Critics question World Bank’s role as carbon trader, fossil-fuel funder
For as long as it’s been around, the World Bank has been prone to mission creep. Established 60 years ago to rebuild war-torn Europe, it morphed into an institution whose raison d’etre was to help developing countries advance, then refined its focus on poverty alleviation and sustainable development in the 1980s and ’90s. During that time, it took on the role of effectively creating international environmental and social rules for development finance. Now the bank has recast itself to pursue a mission some call its creepiest yet.
Nearly a decade ago, the institution began making plans to enter a new market: carbon trading. This invisible business, devised during talks leading up to the Kyoto Protocol, provides credits to polluting countries and industries that invest in “carbon-saving” projects, such as methane capture or tree-planting programs, in developing countries.
Supporters of carbon trading assert that it allows the invisible hand of the market to meet, and even exceed, emissions goals more cheaply than conventional regulation. But critics charge that it slows structural change toward a non-fossil fuel economy, and robs the poor of their rights.

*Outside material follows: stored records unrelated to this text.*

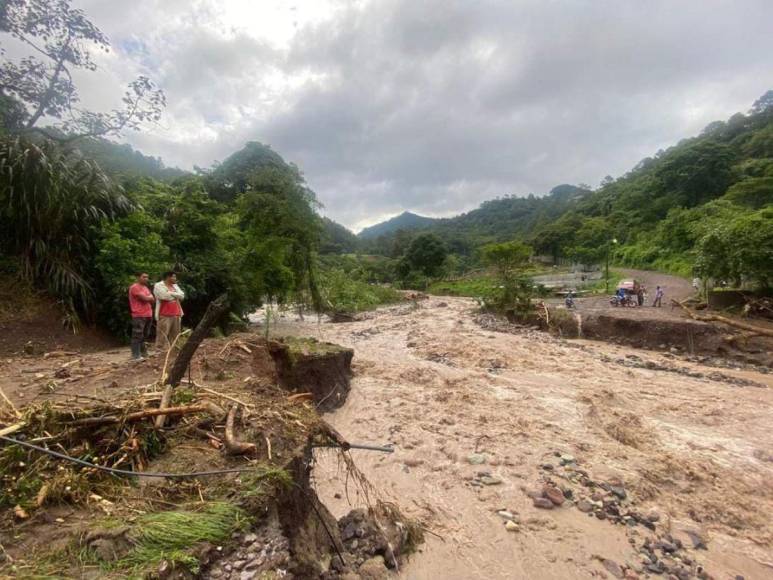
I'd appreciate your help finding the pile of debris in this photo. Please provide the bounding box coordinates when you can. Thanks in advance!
[0,318,421,580]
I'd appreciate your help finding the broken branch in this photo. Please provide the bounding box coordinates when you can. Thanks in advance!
[224,405,258,455]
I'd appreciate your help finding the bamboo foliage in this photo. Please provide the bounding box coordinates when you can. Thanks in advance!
[0,136,131,309]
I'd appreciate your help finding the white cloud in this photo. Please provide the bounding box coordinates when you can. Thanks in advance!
[13,0,773,226]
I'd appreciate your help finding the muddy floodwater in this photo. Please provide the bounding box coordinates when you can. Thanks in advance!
[278,298,773,580]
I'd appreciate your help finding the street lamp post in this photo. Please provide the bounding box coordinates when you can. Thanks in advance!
[605,238,617,294]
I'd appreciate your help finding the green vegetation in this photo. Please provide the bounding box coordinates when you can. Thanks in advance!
[114,502,249,575]
[321,269,402,312]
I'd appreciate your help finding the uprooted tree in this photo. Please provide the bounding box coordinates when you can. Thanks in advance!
[481,242,533,312]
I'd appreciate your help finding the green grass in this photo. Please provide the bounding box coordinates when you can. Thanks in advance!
[114,502,250,576]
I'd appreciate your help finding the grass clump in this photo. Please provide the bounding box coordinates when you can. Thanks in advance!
[109,502,250,574]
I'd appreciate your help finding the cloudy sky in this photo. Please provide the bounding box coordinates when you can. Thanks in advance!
[25,0,773,229]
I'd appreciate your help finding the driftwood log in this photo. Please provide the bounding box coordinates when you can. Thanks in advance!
[166,294,229,387]
[223,405,258,455]
[67,401,225,427]
[156,294,229,429]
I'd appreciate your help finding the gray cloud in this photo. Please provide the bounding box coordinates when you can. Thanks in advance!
[63,0,773,227]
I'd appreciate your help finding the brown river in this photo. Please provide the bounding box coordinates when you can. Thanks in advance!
[278,297,773,580]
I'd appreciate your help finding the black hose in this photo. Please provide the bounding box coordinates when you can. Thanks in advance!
[0,435,394,479]
[0,435,255,479]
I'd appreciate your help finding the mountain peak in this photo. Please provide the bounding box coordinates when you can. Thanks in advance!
[357,210,437,240]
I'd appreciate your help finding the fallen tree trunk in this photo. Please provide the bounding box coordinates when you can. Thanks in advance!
[165,294,229,387]
[223,405,258,455]
[67,402,224,427]
[671,299,773,337]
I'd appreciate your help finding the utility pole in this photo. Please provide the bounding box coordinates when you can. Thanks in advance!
[604,200,612,294]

One thing is for sure: this new market — known as the “Clean Development Mechanism,” or CDM, under Kyoto — is gaining steam, and the World Bank has become its major player. Investors predict carbon could become one of the largest markets in the world, with a trading volume of $60 billion to $250 billion by 2008.
Since working its way into the business in 1999, the bank has invested in some projects that arguably harm local landscapes and residents. During the same time, it has also spent billions of dollars financing fossil-fuel extraction projects — contributing to the very industry whose impacts carbon trading seeks to lessen.
“While the bank’s [purpose] was to help establish a market that catalyzed private-sector investment in climate-friendly projects, it has now largely crowded out the private sector,” says Ben Pearson, of the Indonesia-based CDM Watch. “It now dominates the carbon market.”
Entering the Fray
Eight years ago — the same year parties to the pre-Kyoto U.N. Framework Convention on Climate Change were hammering out the CDM — confidential World Bank documents were leaked to the Institute for Policy Studies, a progressive think thank based in Washington, D.C. [Editor’s note: the author is an IPS fellow.] In a self-appointed role as broker between northern and southern governments and industries, one leaked document showed, the bank would profit handsomely by charging a 5 percent commission on CDM transactions. The memo noted that with the potential to capture $2 billion of the market by 2005, the World Bank could quickly earn $100 million in one year. (This “commission,” which the bank says merely covers costs, is now closer to 8 to 10 percent.)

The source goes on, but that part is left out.